Chapter 22
It was six o'clock already, and so, in order to be there quickly, and at the
same time not to drive with his own horses, known to everyone, Vronsky
got into Yashvin's hired fly, and told the driver to drive as quickly as
possible. It was a roomy, old-fashioned fly, with seats for four. He sat in
one corner, stretched his legs out on the front seat, and sank into
meditation.
A vague sense of the order into which his affairs had been brought, a vague
recollection of the friendliness and flattery of Serpuhovskoy, who had
considered him a man that was needed, and most of all, the anticipation of
the interview before him--all blended into a general, joyous sense of life.
This feeling was so strong that he could not help smiling. He dropped his
legs, crossed one leg over the other knee, and taking it in his hand, felt the
springy muscle of the calf, where it had been grazed the day before by his
fall, and leaning back he drew several deep breaths.

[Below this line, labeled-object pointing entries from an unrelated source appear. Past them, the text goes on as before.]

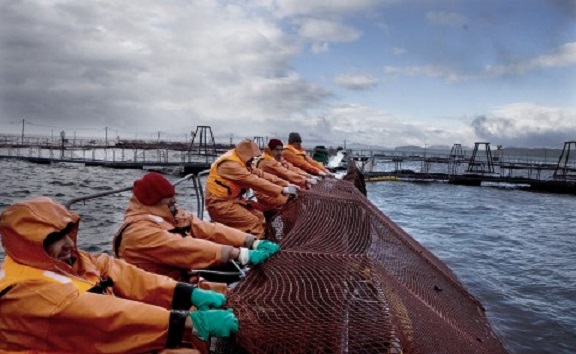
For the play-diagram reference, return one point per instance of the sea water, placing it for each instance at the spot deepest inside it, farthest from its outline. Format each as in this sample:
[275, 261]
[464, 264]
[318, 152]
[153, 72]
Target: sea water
[514, 250]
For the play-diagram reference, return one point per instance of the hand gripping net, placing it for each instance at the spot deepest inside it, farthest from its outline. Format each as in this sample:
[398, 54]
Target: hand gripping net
[349, 280]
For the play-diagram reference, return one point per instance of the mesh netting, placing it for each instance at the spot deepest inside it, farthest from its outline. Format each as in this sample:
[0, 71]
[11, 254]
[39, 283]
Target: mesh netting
[349, 280]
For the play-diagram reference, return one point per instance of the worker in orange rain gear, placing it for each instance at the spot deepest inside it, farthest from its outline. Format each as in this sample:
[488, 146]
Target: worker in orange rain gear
[296, 155]
[56, 298]
[230, 176]
[271, 162]
[162, 238]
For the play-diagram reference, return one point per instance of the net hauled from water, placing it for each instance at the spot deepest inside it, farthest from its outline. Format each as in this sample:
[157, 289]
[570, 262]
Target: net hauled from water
[349, 280]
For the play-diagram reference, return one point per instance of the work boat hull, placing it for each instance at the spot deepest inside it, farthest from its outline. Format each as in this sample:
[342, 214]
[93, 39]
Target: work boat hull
[349, 280]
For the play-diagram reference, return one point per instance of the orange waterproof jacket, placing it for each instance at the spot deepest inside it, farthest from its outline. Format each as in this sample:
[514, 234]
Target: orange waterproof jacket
[300, 159]
[153, 239]
[268, 163]
[229, 175]
[44, 306]
[293, 168]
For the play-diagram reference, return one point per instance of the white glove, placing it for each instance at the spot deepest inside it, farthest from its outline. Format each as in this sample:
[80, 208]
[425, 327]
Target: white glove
[291, 189]
[312, 181]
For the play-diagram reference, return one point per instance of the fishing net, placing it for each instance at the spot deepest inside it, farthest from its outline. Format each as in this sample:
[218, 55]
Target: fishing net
[349, 280]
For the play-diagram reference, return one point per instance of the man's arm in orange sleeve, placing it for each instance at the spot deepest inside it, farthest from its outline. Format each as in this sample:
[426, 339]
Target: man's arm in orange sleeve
[277, 169]
[240, 175]
[162, 247]
[270, 177]
[220, 233]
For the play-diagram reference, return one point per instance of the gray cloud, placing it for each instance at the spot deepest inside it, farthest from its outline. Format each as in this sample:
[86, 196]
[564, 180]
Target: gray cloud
[513, 133]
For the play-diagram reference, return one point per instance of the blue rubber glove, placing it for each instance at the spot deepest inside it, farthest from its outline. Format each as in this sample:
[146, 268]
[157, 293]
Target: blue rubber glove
[206, 299]
[252, 256]
[214, 323]
[267, 246]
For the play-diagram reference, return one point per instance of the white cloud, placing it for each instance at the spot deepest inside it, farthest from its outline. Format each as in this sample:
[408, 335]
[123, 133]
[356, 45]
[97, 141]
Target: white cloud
[442, 18]
[318, 48]
[398, 51]
[289, 8]
[426, 71]
[327, 31]
[356, 82]
[527, 124]
[563, 56]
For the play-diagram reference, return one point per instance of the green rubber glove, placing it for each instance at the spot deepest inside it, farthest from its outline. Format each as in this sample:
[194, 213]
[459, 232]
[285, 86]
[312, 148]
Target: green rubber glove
[206, 299]
[214, 323]
[257, 257]
[268, 247]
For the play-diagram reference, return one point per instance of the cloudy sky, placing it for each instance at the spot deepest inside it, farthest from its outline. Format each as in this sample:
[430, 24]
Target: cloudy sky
[376, 72]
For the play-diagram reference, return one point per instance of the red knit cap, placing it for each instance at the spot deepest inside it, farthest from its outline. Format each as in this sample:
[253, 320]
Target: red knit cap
[152, 188]
[274, 143]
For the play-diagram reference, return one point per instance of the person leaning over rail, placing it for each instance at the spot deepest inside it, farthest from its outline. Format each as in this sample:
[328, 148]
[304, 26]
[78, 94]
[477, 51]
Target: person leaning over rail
[160, 237]
[271, 162]
[296, 155]
[230, 176]
[56, 298]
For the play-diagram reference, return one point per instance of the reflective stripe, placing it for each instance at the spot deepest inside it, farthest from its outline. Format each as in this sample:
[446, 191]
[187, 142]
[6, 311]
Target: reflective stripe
[219, 186]
[14, 273]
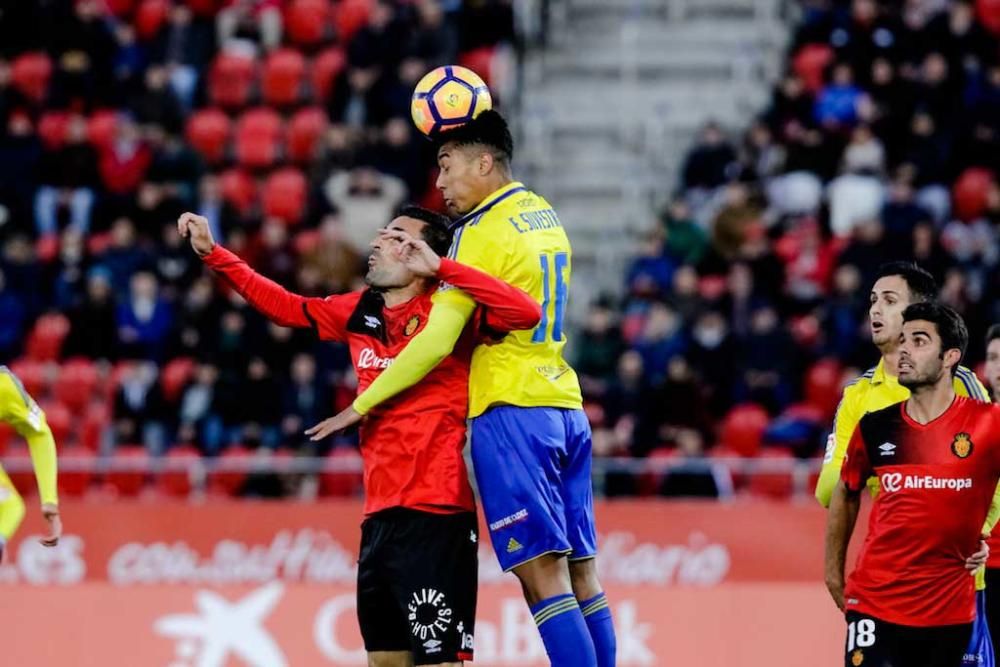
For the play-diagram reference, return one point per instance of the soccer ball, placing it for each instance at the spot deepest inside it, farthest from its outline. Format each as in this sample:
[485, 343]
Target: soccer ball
[448, 97]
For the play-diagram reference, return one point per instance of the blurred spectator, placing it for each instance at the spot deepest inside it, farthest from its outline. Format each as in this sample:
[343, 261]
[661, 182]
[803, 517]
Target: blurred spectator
[68, 180]
[249, 25]
[13, 317]
[710, 163]
[124, 162]
[306, 401]
[139, 410]
[366, 199]
[144, 320]
[334, 260]
[94, 324]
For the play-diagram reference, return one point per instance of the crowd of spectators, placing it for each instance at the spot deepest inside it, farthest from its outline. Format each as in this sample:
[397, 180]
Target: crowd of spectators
[285, 122]
[746, 309]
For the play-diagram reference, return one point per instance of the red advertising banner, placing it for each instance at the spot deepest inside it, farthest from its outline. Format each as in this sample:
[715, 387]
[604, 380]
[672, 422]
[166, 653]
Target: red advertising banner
[272, 584]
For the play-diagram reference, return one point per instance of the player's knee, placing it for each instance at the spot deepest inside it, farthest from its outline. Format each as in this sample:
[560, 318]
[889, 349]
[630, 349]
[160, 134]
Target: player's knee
[544, 577]
[583, 577]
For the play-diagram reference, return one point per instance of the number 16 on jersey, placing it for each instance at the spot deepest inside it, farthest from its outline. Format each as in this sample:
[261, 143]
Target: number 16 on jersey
[555, 292]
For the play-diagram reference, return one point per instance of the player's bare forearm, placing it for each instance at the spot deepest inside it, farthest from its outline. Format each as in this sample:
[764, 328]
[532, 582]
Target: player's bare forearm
[427, 349]
[840, 521]
[508, 308]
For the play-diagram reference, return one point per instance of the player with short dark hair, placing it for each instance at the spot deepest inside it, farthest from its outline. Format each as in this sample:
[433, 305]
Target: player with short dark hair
[531, 442]
[417, 571]
[910, 601]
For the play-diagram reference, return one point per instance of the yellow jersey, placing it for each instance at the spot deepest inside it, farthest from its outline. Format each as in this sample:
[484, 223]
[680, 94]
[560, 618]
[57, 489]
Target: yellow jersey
[873, 391]
[516, 236]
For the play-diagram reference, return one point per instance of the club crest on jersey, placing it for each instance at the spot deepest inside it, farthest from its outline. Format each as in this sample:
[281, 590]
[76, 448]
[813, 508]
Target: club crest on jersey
[961, 446]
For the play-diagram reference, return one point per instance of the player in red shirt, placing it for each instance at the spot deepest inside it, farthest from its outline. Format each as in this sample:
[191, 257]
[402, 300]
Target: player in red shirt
[910, 601]
[417, 572]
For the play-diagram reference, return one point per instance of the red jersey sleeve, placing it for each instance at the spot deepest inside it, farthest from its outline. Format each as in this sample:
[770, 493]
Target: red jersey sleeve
[507, 307]
[857, 469]
[327, 316]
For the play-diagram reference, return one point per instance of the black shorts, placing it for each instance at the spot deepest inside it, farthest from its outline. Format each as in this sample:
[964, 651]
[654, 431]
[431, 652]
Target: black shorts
[417, 581]
[875, 643]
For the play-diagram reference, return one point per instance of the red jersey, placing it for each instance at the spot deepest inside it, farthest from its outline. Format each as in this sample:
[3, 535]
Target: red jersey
[411, 445]
[937, 481]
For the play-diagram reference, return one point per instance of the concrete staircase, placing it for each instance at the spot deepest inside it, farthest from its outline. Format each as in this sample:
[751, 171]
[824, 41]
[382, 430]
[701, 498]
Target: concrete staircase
[612, 103]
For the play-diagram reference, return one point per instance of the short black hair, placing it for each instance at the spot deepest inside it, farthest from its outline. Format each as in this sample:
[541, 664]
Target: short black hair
[922, 285]
[992, 334]
[488, 129]
[951, 328]
[436, 231]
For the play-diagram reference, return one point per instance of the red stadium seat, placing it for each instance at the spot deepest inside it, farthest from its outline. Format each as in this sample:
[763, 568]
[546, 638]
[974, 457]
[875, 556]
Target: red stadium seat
[305, 241]
[349, 17]
[77, 381]
[231, 80]
[7, 434]
[772, 484]
[307, 22]
[130, 466]
[208, 133]
[101, 128]
[971, 192]
[326, 67]
[46, 338]
[258, 138]
[174, 376]
[822, 385]
[150, 17]
[30, 74]
[284, 195]
[60, 421]
[52, 128]
[178, 476]
[305, 134]
[239, 189]
[119, 8]
[76, 470]
[743, 428]
[230, 482]
[648, 483]
[342, 483]
[283, 78]
[34, 376]
[810, 63]
[96, 420]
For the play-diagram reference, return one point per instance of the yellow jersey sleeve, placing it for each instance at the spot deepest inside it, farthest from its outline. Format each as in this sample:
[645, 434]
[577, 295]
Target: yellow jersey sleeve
[19, 410]
[849, 413]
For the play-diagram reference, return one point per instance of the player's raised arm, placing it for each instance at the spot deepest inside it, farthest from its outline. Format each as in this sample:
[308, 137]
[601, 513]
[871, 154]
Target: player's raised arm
[24, 415]
[269, 298]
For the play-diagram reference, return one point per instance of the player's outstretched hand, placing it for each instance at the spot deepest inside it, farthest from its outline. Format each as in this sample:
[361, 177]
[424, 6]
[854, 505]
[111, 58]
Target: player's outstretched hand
[339, 422]
[978, 559]
[195, 227]
[414, 253]
[51, 515]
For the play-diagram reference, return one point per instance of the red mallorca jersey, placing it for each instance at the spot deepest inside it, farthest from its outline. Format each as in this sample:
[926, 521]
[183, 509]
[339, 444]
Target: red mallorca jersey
[937, 481]
[411, 445]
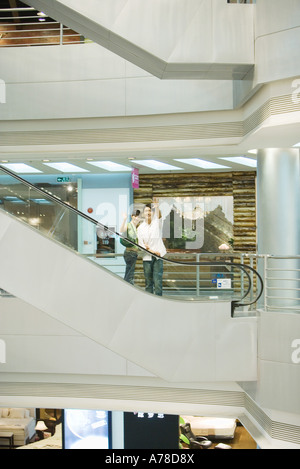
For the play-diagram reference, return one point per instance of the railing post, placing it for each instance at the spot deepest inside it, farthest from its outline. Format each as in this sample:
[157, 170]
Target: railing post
[198, 275]
[61, 34]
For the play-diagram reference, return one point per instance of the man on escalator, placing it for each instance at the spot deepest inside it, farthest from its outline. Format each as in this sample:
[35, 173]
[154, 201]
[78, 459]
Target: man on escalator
[150, 238]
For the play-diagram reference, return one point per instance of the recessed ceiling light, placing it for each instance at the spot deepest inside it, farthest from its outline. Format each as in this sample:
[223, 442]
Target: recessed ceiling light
[21, 168]
[157, 165]
[110, 166]
[66, 168]
[241, 160]
[201, 163]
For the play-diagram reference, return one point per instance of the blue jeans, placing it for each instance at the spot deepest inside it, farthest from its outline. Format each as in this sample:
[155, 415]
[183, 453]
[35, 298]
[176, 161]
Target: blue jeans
[153, 271]
[130, 258]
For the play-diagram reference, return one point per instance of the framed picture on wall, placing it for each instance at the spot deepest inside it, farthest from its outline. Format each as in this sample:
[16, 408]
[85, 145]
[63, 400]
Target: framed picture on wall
[197, 223]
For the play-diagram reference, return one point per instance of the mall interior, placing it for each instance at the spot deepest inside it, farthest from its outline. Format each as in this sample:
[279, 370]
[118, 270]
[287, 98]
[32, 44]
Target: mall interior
[192, 106]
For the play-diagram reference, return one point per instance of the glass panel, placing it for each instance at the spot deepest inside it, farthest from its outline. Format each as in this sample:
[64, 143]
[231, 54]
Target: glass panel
[188, 276]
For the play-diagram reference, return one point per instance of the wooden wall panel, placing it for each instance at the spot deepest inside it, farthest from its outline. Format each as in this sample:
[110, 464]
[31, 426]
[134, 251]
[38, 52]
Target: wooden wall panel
[241, 185]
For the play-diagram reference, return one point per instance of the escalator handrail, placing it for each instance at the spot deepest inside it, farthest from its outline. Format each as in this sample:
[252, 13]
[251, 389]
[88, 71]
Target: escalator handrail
[115, 233]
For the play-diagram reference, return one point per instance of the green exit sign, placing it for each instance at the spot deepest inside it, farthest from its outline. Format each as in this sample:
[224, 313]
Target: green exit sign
[63, 179]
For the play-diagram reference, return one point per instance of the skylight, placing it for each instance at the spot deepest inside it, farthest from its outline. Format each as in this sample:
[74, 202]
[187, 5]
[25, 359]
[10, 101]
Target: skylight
[66, 167]
[20, 168]
[157, 165]
[201, 163]
[110, 165]
[241, 160]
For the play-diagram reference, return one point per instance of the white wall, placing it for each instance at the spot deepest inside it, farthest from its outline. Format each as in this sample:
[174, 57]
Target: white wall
[279, 364]
[149, 331]
[80, 81]
[277, 42]
[155, 35]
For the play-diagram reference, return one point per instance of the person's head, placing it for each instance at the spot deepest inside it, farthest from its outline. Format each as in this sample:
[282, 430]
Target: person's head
[135, 217]
[148, 213]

"I'm happy, very happy!" he said to himself. He had often before had this
sense of physical joy in his own body, but he had never felt so fond of
himself, of his own body, as at that moment. He enjoyed the slight ache in
his strong leg, he enjoyed the muscular sensation of movement in his chest
as he breathed. The bright, cold August day, which had made Anna feel so
hopeless, seemed to him keenly stimulating, and refreshed his face and
neck that still tingled from the cold water. The scent of brilliantine on his
whiskers struck him as particularly pleasant in the fresh air. Everything he
saw from the carriage window, everything in that cold pure air, in the pale
light of the sunset, was as fresh, and gay, and strong as he was himself: the
roofs of the houses shining in the rays of the setting sun, the sharp outlines
of fences and angles of buildings, the figures of passers-by, the carriages
that met him now and then, the motionless green of the trees and grass, the
fields with evenly drawn furrows of potatoes, and the slanting shadows that
fell from the houses, and trees, and bushes, and even from the rows of
potatoes--everything was bright like a pretty landscape just finished and
freshly varnished.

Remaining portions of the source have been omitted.